All during this time, Dyson was interacting with Feynman, learning at the blackboard exactly what he had accomplished. This gave him an almost unique opportunity to understand Feynman’s approach at a time when Feynman had yet to publish his work, or even give a coherent seminar on the subject.
If there was anyone Dyson would grow to admire as much or more than Bethe, it was Feynman, whose brilliance, combined with energy, charisma, and fearlessness, was captivating to the young man. Dyson soon realized that not only was Feynman’s space-time approach powerful, but if it were correct, it must be possible to unravel a relationship between this approach and the techniques Schwinger and Tomonaga developed.
At the same time, Dyson had so impressed his mentor that Bethe suggested he spend the second year of his Commonwealth Graduate Fellowship at the Institute for Advanced Study, with Oppenheimer. During the summer, before moving to New Jersey, Dyson went on that fateful cross-country car trip with Feynman to Los Alamos, then attended a summer school in Michigan, and took another cross-country trip, this time by Greyhound bus, to Berkeley and back. During the return trip from California, after forty-eight hours of what for many people would be mind-numbing bus travel, Dyson focused his thoughts intensively on physics, and was able complete in his mind the basic features of a proof that Feynman’s approach and Schwinger’s approach to QED were in fact equivalent. He w
as also able to fuse them together, as he described in a letter, in a “new form of the Schwinger theory which combines the advantages of both.”
By October of 1948, before Feynman had completed his own epic paper on QED, Dyson submitted his famous paper “The Radiation Theories of Tomonaga, Schwinger, and Feynman,” proving their equivalence. The psychological impact of this work was profound. Physicists had trust in Schwinger, but his methods were so complex as to be daunting. By demonstrating that Feynman’s approach was equally trustworthy and consistent and provided a much easier and ultimately systematic method for calculating higher-order quantum corrections, Dyson exposed the rest of the physics community to an effective new tool that everyone could begin to use.

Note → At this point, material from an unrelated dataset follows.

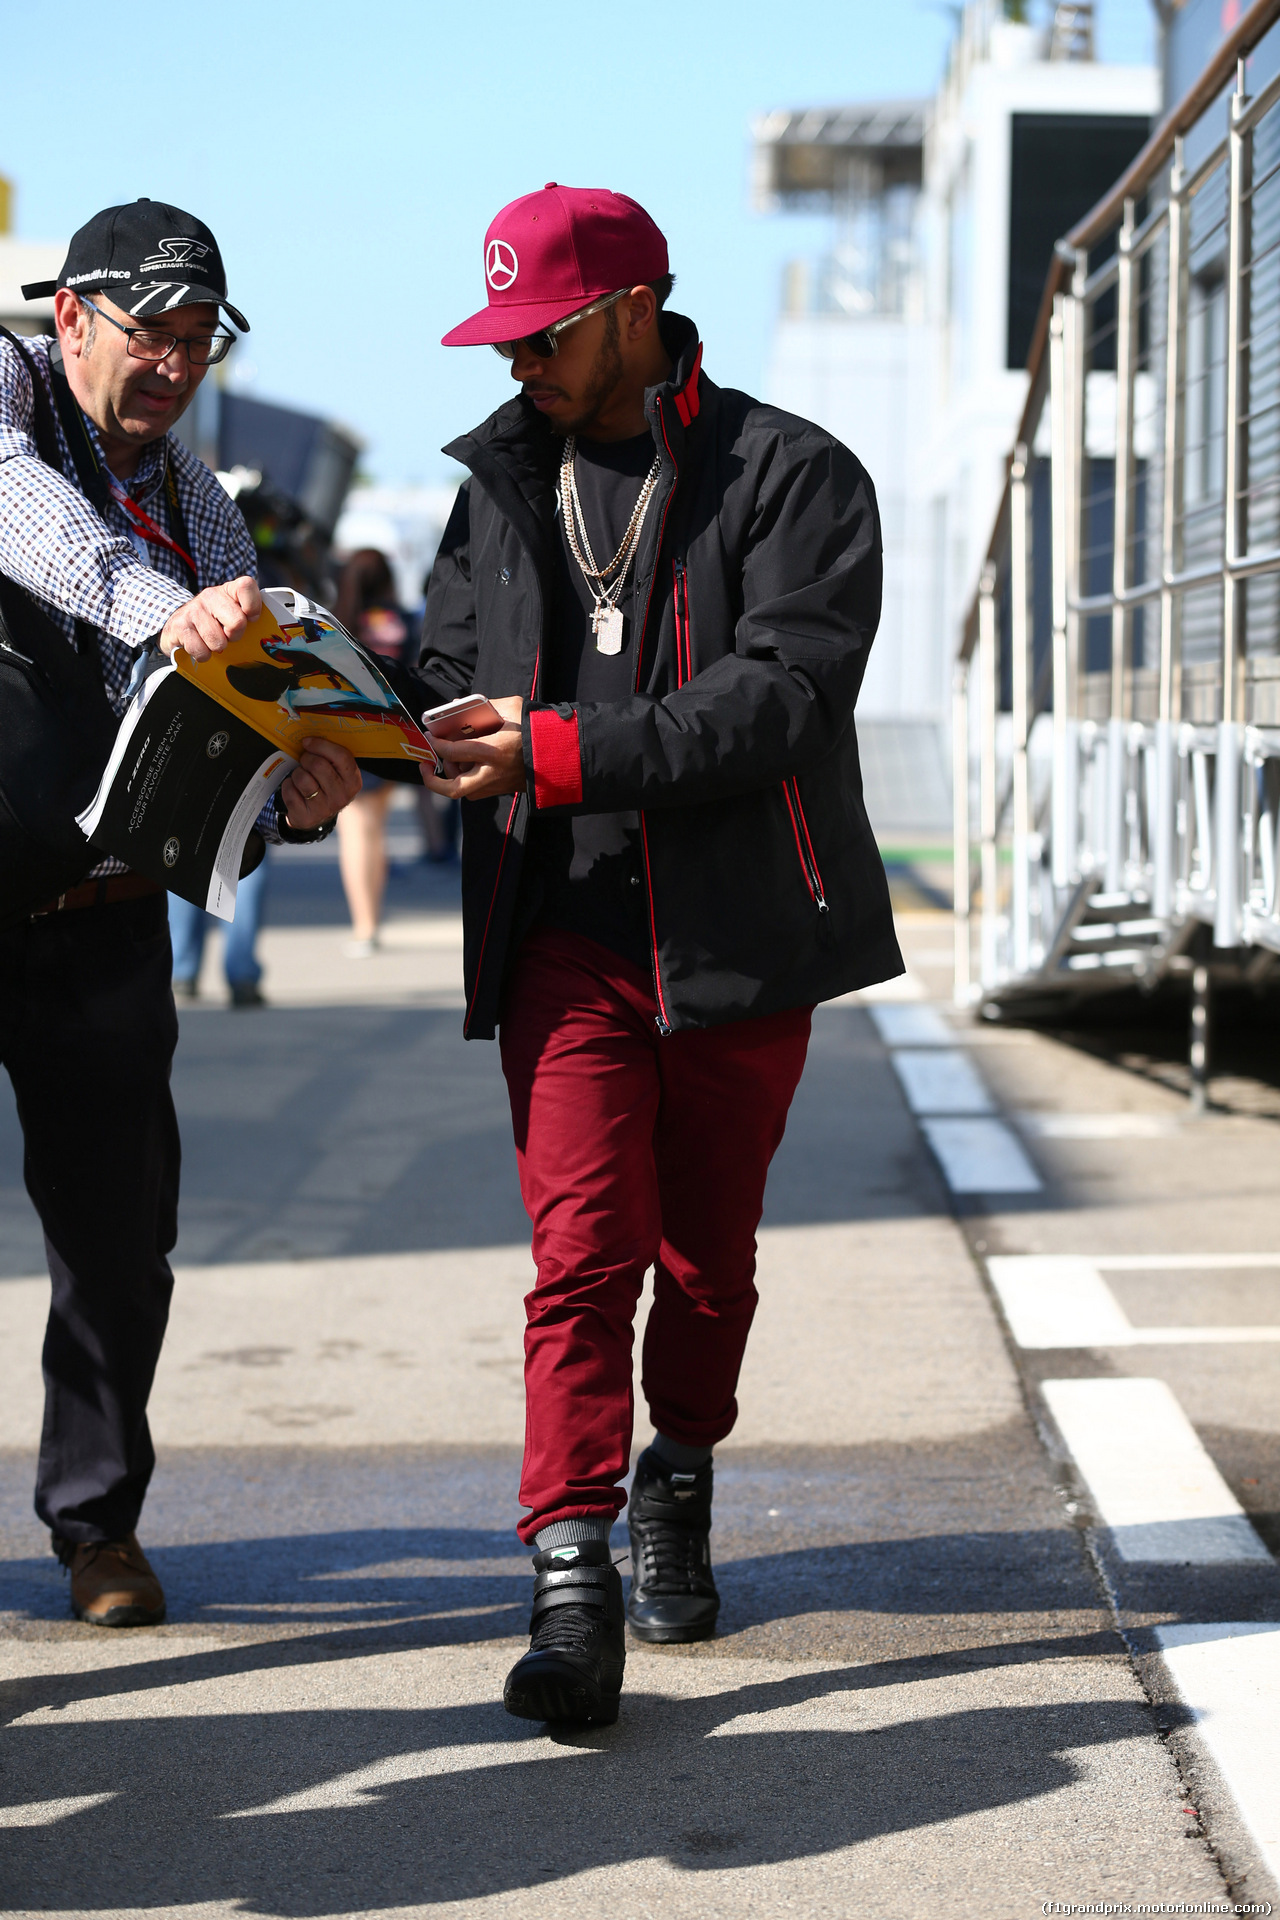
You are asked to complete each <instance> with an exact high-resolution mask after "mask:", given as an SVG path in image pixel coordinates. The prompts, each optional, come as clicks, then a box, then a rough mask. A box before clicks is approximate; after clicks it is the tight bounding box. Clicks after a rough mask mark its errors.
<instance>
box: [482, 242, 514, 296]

Dyson followed his “Radiation” paper with another seminal paper early in 1949. Having developed the methods to allow the adaptation of Schwinger’s formalism to Feynman’s methods in order to allow the calculation of arbitrarily complicated higher-order contributions to the theory, Dyson set himself the task of proving that it all made sense, in a rigorous fashion, or at least a fashion that was rigorous enough for physicists. He demonstrated that once the problems with infinities in the simplest self-energy and vacuum polarization calculations were resolved, then there were no other infinities that would result in the higher-order calculations. This completed a proof of what has now become known as the renormalizability of the theory, in which all infinities, once first controlled by mathematical tricks of the type that Feynman’s method so easily allowed, can be incorporated in the unmeasurable bare mass and charge terms in the theory. When everything is expressed in terms of the renormalized physically measured masses and charges, all predictions become finite and sensible.